対パキスタン、揺らぐ関係=テロに萎縮、経済不振で投資選別―中国
【北京時事】「鉄のように固い友情」と称される中国とパキスタンの関係が揺らいでいる。政治的な連帯に変わりはないものの、パキスタンの政情不安を受け、中国企業の対パ投資は萎縮。中国経済の低迷を背景に、投資選別の傾向も強まり、経済的なつながりが薄まりつつある。
中国は、自国と同様にインドとの領土問題を抱えるパキスタンとの関係を重視してきた。標高4000メートルを超える谷間を縫い、パキスタン北部と中国西部を結ぶ全長1000キロを超える舗装道路「カラコルム・ハイウエー」は中パ協力の象徴だ。
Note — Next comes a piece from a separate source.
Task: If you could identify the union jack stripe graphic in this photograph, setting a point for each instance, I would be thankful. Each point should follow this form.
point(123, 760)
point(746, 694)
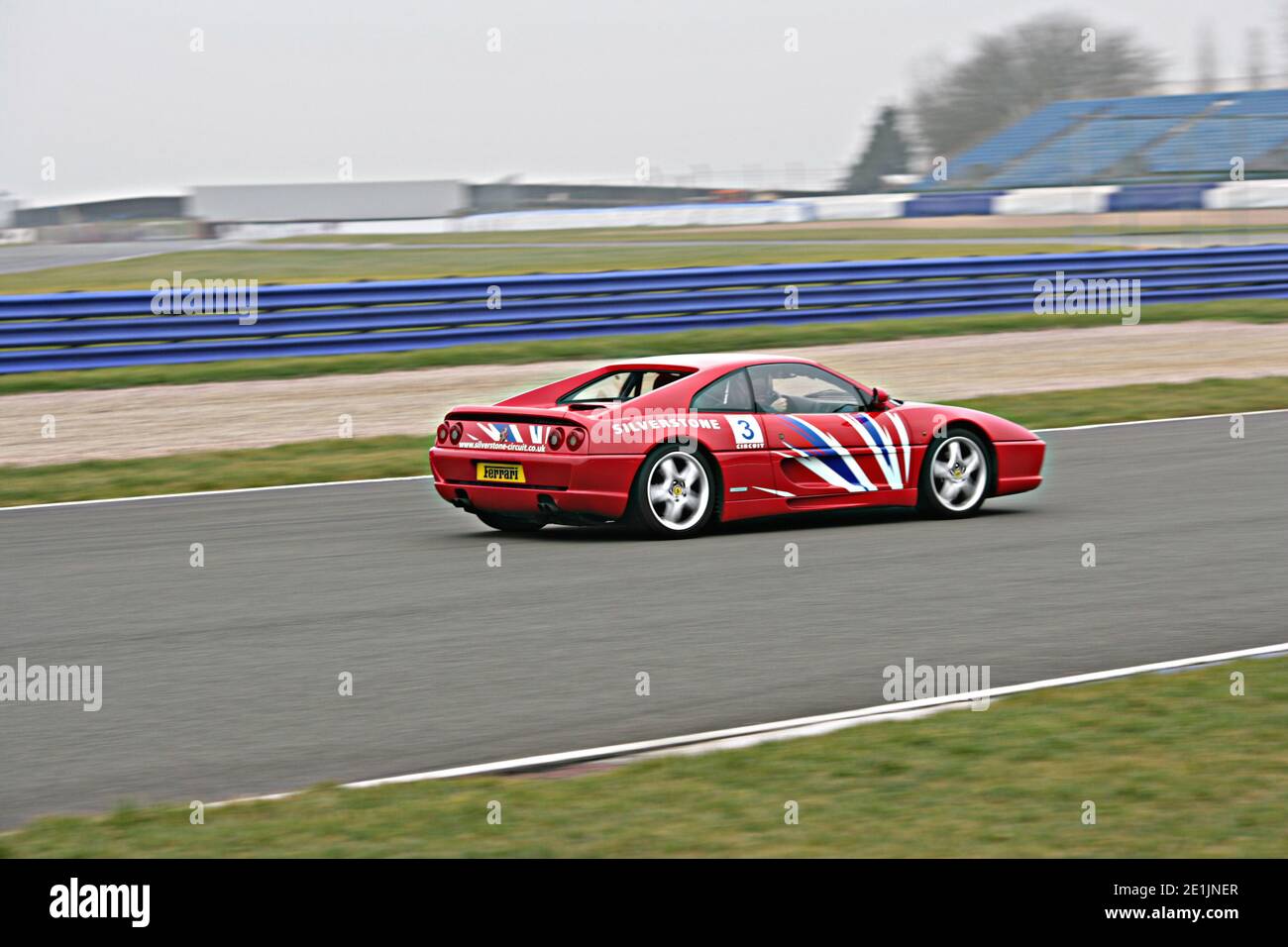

難工事の末、1978年に完成。中国は建設工事や補修を全面的に支援した。
2013年以降は「中パ経済回廊(CPEC)」構想に基づき、パキスタンでインフラ整備が進められている。新華社通信によると、同国はCPEC絡みで22年末までに254億ドル(約4兆円)の直接投資を受け入れた。アラビア海に面する戦略的要衝、パキスタン南西部ではインド洋進出を目指す中国の協力で、グワダル港の開発が進んだ。
だが、パキスタンでは近年、中国人へのテロ攻撃が続出。政治の混乱も深まった22年ごろからは、「CPECの進展は著しく困難に陥っている」(専門家)といった論調が中国側で目立ち始めた。同年の対パ直接投資は前年比で22.5%減少。パキスタンでは中国に代わり、サウジアラビアなどに期待する声が強まっている。
投資の減少については「中国の戦略変更」が理由との見方も出ている。不動産不況が長期化し、経済低迷に苦しむ中国では、投資先は明確に利益を得られる事業などに絞るべきだとの声が広がり、中国の対外直接投資は21年以降、頭打ちだ。パキスタンへの投資や支援の一部は政治的な判断で決まっていたとの指摘もあり、優先的な見直し対象になっている可能性がありそうだ。